COP 15 over, how do we ensure success?
Chinese Environment Minister Huang Runqiu (center) flanked by Canadian Environment Minister Steven Guilbeault and the Executive Secretary of the UN Convention on Biological Diversity, Elizabeth Maruma Mrema.
Now that the Kunming-Montreal Global Biodiversity Framework has been adopted, the work has only just begun to ensure real achievement of the 23 adopted targets. Whether at the domestic or international level, different means are available to follow the evolution of the protection of biodiversity as required by the Global Framework.

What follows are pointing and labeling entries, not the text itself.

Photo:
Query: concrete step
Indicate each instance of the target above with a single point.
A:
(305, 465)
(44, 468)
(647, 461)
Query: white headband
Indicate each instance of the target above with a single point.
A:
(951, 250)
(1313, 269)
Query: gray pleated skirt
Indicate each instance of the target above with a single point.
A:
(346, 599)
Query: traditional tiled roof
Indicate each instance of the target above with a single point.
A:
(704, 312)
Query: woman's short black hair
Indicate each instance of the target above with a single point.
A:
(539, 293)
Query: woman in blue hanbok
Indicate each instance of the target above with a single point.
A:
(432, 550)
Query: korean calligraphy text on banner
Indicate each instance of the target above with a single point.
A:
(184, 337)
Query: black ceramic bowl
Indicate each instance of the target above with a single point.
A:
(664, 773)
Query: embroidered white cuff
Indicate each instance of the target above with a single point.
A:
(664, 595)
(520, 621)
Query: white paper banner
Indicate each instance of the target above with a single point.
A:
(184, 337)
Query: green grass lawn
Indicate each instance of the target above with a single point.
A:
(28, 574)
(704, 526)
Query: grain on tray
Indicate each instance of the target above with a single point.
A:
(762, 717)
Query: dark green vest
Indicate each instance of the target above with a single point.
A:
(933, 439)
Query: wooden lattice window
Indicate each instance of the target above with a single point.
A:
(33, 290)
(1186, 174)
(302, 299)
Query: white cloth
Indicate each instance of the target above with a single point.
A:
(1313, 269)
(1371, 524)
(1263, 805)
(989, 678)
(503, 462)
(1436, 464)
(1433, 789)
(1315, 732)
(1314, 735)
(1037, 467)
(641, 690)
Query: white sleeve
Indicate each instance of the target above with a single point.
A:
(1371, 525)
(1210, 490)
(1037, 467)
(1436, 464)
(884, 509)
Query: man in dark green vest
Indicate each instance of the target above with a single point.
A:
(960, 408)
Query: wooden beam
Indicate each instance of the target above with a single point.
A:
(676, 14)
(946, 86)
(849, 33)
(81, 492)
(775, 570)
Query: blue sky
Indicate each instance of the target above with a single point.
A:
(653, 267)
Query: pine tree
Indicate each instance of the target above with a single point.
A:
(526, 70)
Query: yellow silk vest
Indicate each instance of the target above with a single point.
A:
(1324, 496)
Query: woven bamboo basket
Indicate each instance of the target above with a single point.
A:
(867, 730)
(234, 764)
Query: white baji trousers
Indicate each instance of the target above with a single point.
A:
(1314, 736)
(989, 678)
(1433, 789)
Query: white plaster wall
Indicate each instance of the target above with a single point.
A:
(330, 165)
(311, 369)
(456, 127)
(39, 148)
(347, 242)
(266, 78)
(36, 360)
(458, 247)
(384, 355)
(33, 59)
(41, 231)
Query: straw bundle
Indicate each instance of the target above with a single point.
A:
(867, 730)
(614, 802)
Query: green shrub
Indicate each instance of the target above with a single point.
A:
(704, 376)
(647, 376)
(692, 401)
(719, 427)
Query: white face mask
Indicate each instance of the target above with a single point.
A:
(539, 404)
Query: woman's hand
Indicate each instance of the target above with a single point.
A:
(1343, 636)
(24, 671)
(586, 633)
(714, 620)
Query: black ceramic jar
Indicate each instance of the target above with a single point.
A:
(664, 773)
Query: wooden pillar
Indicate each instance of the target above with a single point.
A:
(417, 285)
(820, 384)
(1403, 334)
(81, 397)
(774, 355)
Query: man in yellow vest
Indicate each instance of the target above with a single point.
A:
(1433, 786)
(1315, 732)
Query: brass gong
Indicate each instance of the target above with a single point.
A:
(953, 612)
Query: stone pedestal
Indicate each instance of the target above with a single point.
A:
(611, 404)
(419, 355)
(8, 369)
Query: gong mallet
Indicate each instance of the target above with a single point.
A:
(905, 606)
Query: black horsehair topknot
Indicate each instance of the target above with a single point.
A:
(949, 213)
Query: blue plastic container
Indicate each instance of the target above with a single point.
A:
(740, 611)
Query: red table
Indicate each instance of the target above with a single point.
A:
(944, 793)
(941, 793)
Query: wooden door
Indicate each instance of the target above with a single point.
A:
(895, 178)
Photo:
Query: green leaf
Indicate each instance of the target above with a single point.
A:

Uniform monitoring will not be easy. Some of the objectives are quantified or have a performance indicator, but others are not.
At the domestic level, various tools are publicly accessible to monitor the progress towards the targets in real time. As for the protection of 30% of marine and terrestrial territories, the register of protected areas of Quebec will make it possible to observe the progress at the provincial level.
The species at risk public register will allow to evaluate the progress of the objective of the Global Framework targeting the reduction of the risk associated with the disappearance of species.
All civil society actors are there to hound governments and ensure that we get results.
Alain Branchaud, Executive Director of SNAP Quebec
For the Director General of the Society for Nature and Parks (SNAP) of Quebec, Alain Branchaud, although the federal government has great latitude with regard to the protection of marine territories, this is not the case with regard to land territories. According to him, Ottawa cannot put “all its eggs in one basket” and must have more confidence in civil society actors.
“It is absolutely necessary that a large quantity of financial resources go to the protection of public territory, explains Alain Branchaud. It must not only be invested at the provincial and territorial government level, but we must also support civil society, such as environmental organizations that work in the protection of public land and that will make the difference.
Alain Branchaud considers that Ottawa must better equip the partners who can play a role of catalyst and matchmaker at the local level. Support is also necessary for the provinces to ensure a transition of the sectors concerned by the protection of biodiversity.
“We need the same kind of public pressure across Canada, with organizations that are well equipped and well funded,” he says. There needs to be a different approach, the federal government needs to work better with the different parties and I think the result will be there.”
Last fall, Greenpeace launched a campaign for Ottawa to pass legislation to make it binding to meet the goals of the Global Framework.
According to Mr. Branchaud, such a law would be a good tool to both ensure transparency on the achievement of objectives, but also to establish a whole-of-government approach that forces the various departments within a single government to act in a coherent manner with regard to the achievement of the objectives. However, he fears that such a law will not be easily applicable, because it would be juxtaposed with other pre-existing nature protection laws.
“To come and constrain laws such as that on species endangered by another law, that would not really make sense,” notes Alain Branchaud.
Acting on an international scale
Beyond ensuring the achievement of the objectives of the Global Framework on its own territory, Canada can also act internationally to ensure that the commitments made by the various governments and States at COP 15 are respected. international climate diplomacy at Climate Action Network Canada, Eddy Perez, this can involve aligning the Global Framework with bilateral treaties and tools.
“Canada could ask in the context of trade negotiations to include this environmental agreement as a condition for achieving the objectives of a free trade treaty,” he said. It’s in Canada’s interest – the Host of COP 15 – to present a commercial and international vision that forces our diplomatic relations to strengthen the implementation of the Global Framework”.
We should make the spirit of the Global framework the commercial standard and the diplomatic standard, as in some respects we tried to do with the Paris Agreement.
Eddy Perez, Director of International Climate Diplomacy at Climate Action Network Canada
For Eddy Perez, we must see the outcome of COP 15 as a “balance” between on the one hand, the gestures that are within the Global Framework, and on the other side, economic support and solidarity between countries.
“This balance creates a dependency. There can be no ambition without funding and there can be no funding without ambition,” explains Eddy Perez.
He stresses the need for the ministers who signed the Global Framework to meet again next year to reconfirm the importance of the Global Framework and present the efforts they will have already made at the domestic level. .
“Funding issues are serious,” he says. At the beginning of 2023, the rich countries will have to make new contributions quickly and announce them”.